Für Schmid ist dieser Februartag der vorläufige Höhepunkt einer stetigen Entwicklung. Immer wichtiger wurde er in seinem Skirennfahrerleben für den DSV. 2014 startete er zum ersten Mal im Weltcup, anfangs stand er im Techniker-Bereich noch im Schatten von Felix Neureuther oder Stefan Luitz. Aber nach und nach trat er ins Licht, nicht mit diesem einem einzigen goldenen Moment, sondern mit unbändiger Konstanz bis dahin.

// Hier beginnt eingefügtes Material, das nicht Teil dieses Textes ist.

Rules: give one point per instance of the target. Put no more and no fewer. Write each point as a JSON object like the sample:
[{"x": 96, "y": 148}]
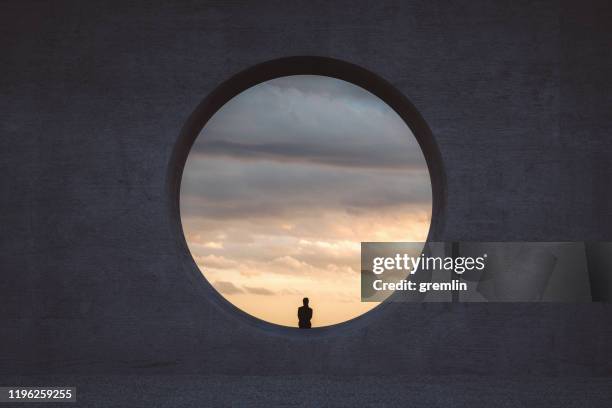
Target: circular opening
[{"x": 284, "y": 170}]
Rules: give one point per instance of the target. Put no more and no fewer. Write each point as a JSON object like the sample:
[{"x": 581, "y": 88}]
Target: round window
[{"x": 285, "y": 181}]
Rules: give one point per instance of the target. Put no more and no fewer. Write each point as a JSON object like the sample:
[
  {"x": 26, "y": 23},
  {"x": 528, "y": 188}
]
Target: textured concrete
[
  {"x": 93, "y": 97},
  {"x": 153, "y": 391}
]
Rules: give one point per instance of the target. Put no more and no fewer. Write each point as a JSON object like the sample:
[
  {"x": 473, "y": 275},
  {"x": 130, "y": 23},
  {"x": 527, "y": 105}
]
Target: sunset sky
[{"x": 285, "y": 182}]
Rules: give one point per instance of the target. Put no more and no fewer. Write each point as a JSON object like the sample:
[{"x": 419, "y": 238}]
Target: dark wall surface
[{"x": 93, "y": 97}]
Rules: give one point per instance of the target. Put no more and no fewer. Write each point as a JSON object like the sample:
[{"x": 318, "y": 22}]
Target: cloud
[
  {"x": 227, "y": 288},
  {"x": 286, "y": 180},
  {"x": 258, "y": 291}
]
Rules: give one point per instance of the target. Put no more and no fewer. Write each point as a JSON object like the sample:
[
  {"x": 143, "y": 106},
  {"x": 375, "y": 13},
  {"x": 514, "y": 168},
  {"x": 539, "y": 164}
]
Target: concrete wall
[{"x": 517, "y": 95}]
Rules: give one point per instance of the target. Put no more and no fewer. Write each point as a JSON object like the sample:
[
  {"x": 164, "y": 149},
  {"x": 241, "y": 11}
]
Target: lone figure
[{"x": 304, "y": 315}]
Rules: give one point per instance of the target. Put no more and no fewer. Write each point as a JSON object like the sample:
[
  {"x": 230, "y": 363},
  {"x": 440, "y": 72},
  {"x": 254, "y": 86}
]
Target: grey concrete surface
[
  {"x": 153, "y": 391},
  {"x": 93, "y": 97}
]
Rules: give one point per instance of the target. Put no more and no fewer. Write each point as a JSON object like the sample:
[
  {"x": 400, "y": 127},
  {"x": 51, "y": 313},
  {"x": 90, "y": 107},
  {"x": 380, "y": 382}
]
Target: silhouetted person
[{"x": 304, "y": 315}]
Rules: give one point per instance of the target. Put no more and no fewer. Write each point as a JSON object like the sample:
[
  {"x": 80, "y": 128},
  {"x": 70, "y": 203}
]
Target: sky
[{"x": 283, "y": 184}]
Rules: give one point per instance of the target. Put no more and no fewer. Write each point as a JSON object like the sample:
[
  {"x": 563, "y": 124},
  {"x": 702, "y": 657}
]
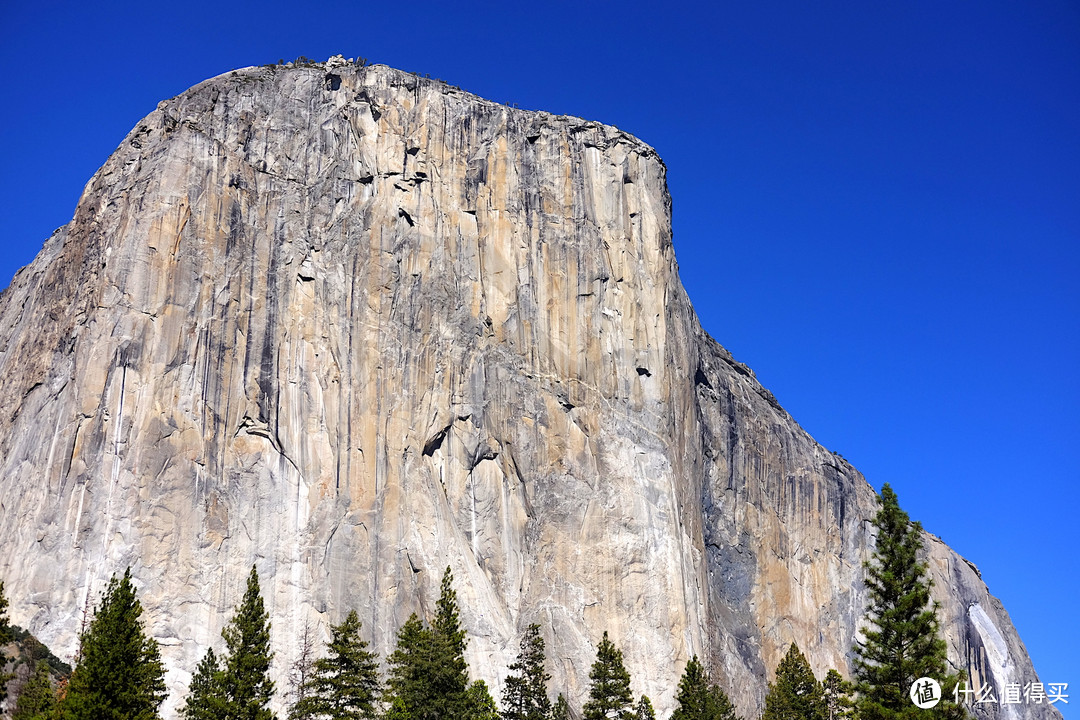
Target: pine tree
[
  {"x": 205, "y": 694},
  {"x": 700, "y": 700},
  {"x": 525, "y": 694},
  {"x": 450, "y": 671},
  {"x": 428, "y": 670},
  {"x": 244, "y": 680},
  {"x": 836, "y": 693},
  {"x": 609, "y": 694},
  {"x": 37, "y": 701},
  {"x": 5, "y": 637},
  {"x": 562, "y": 709},
  {"x": 796, "y": 693},
  {"x": 345, "y": 684},
  {"x": 904, "y": 641},
  {"x": 408, "y": 684},
  {"x": 119, "y": 675},
  {"x": 480, "y": 704},
  {"x": 299, "y": 673}
]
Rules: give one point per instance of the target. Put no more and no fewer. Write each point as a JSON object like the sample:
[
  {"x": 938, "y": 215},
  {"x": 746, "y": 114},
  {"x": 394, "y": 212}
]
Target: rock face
[{"x": 355, "y": 326}]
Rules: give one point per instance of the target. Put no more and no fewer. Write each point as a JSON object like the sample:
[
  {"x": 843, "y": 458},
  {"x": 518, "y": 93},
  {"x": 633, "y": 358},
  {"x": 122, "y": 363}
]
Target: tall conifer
[
  {"x": 525, "y": 693},
  {"x": 609, "y": 695},
  {"x": 429, "y": 678},
  {"x": 205, "y": 694},
  {"x": 345, "y": 684},
  {"x": 903, "y": 640},
  {"x": 245, "y": 676},
  {"x": 562, "y": 708},
  {"x": 796, "y": 693},
  {"x": 37, "y": 701},
  {"x": 119, "y": 675},
  {"x": 5, "y": 637},
  {"x": 700, "y": 700}
]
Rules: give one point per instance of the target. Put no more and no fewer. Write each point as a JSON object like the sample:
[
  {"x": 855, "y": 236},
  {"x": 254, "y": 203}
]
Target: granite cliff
[{"x": 354, "y": 326}]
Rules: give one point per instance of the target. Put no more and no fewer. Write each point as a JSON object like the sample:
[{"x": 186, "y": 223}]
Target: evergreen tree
[
  {"x": 525, "y": 694},
  {"x": 37, "y": 701},
  {"x": 562, "y": 709},
  {"x": 205, "y": 695},
  {"x": 700, "y": 700},
  {"x": 245, "y": 684},
  {"x": 428, "y": 670},
  {"x": 836, "y": 693},
  {"x": 451, "y": 671},
  {"x": 397, "y": 710},
  {"x": 903, "y": 642},
  {"x": 796, "y": 693},
  {"x": 480, "y": 704},
  {"x": 345, "y": 684},
  {"x": 300, "y": 673},
  {"x": 408, "y": 685},
  {"x": 119, "y": 675},
  {"x": 5, "y": 637},
  {"x": 609, "y": 696}
]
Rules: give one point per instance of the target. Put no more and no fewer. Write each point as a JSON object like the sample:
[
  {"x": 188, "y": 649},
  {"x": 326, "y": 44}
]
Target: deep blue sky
[{"x": 877, "y": 207}]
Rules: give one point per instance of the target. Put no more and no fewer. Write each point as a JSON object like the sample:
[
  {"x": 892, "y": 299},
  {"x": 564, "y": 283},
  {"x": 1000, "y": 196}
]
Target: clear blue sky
[{"x": 877, "y": 207}]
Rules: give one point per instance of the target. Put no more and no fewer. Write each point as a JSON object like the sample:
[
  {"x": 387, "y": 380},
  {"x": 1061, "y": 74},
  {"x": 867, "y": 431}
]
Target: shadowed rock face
[{"x": 355, "y": 326}]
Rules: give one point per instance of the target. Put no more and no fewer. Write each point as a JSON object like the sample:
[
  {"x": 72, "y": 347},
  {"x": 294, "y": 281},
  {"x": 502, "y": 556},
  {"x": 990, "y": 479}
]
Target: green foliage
[
  {"x": 119, "y": 675},
  {"x": 205, "y": 695},
  {"x": 836, "y": 693},
  {"x": 903, "y": 641},
  {"x": 5, "y": 634},
  {"x": 562, "y": 709},
  {"x": 245, "y": 681},
  {"x": 397, "y": 710},
  {"x": 700, "y": 700},
  {"x": 525, "y": 694},
  {"x": 796, "y": 693},
  {"x": 428, "y": 670},
  {"x": 609, "y": 694},
  {"x": 5, "y": 637},
  {"x": 31, "y": 650},
  {"x": 299, "y": 674},
  {"x": 38, "y": 697},
  {"x": 345, "y": 684},
  {"x": 480, "y": 705}
]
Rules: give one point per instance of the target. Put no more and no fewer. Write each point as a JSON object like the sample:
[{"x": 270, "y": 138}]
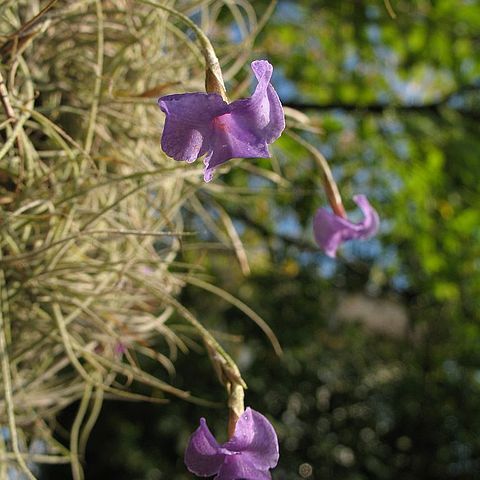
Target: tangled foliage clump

Stetiger Aufstieg im Weltcup
Der 28-Jährige gilt schließlich seit Jahren als der vielleicht talentierteste Skifahrer im deutschen Verband. Doch Verletzungen und eine Viruserkrankung machten ihm immer wieder zu schaffen. Seitdem er diese nun überwunden hat, sammelte er schon zwei dritte Plätze im Weltcup bei Parallel-Events (Straßer: "In dieser Disziplin ist der Alex für mich der schnellste Mann") und einen vor etwas mehr als einem Jahr im Riesenslalom.
Einen Weltcupsieg hat er übrigens noch nicht vorzuweisen – dafür aber nun diesen WM-Titel. Am Freitag hat Schmid schon die nächste Chance auf eine Medaille in Frankreich (ab 10 Uhr im Sportschau-Livestream), schließlich zählt er nun erst recht zum Favoritenkreis nach diesem Gold-Coup.
Schmid widmet WM-Titel Bruder Manuel
Den Schmid wiederum einem anderen verletzten DSV-Fahrer widmet: seinem Bruder Manuel, der in den Speed-Diszpilinen Abfahrt und Super-G startet. Technik-Spezialist Alexander dachte an ihn, weil er selbst nicht wisse, ob sein Bruder überhaupt noch einmal die Chance haben werde, an einer WM teilzunehmen. Im März 2021 hatte Manuel Schmid sein bislang letztes Weltcup-Rennen bestritten. Wann und ob der 30-Jährige in den Weltcup zurückkehren kann, ist unklar.
Anders sieht es beim jüngeren Bruder Alexander aus, der dort gerade zur absoluten Weltspitze zählt. "Der Konstanteste hat gewonnen", sagte selbst Österreichs sportlicher Leiter Herbert Mandl und gab damit die Meinung aller Umstehenden am Mittwoch wieder. Dieser Tag war Alexander Schmids Gold-Tag.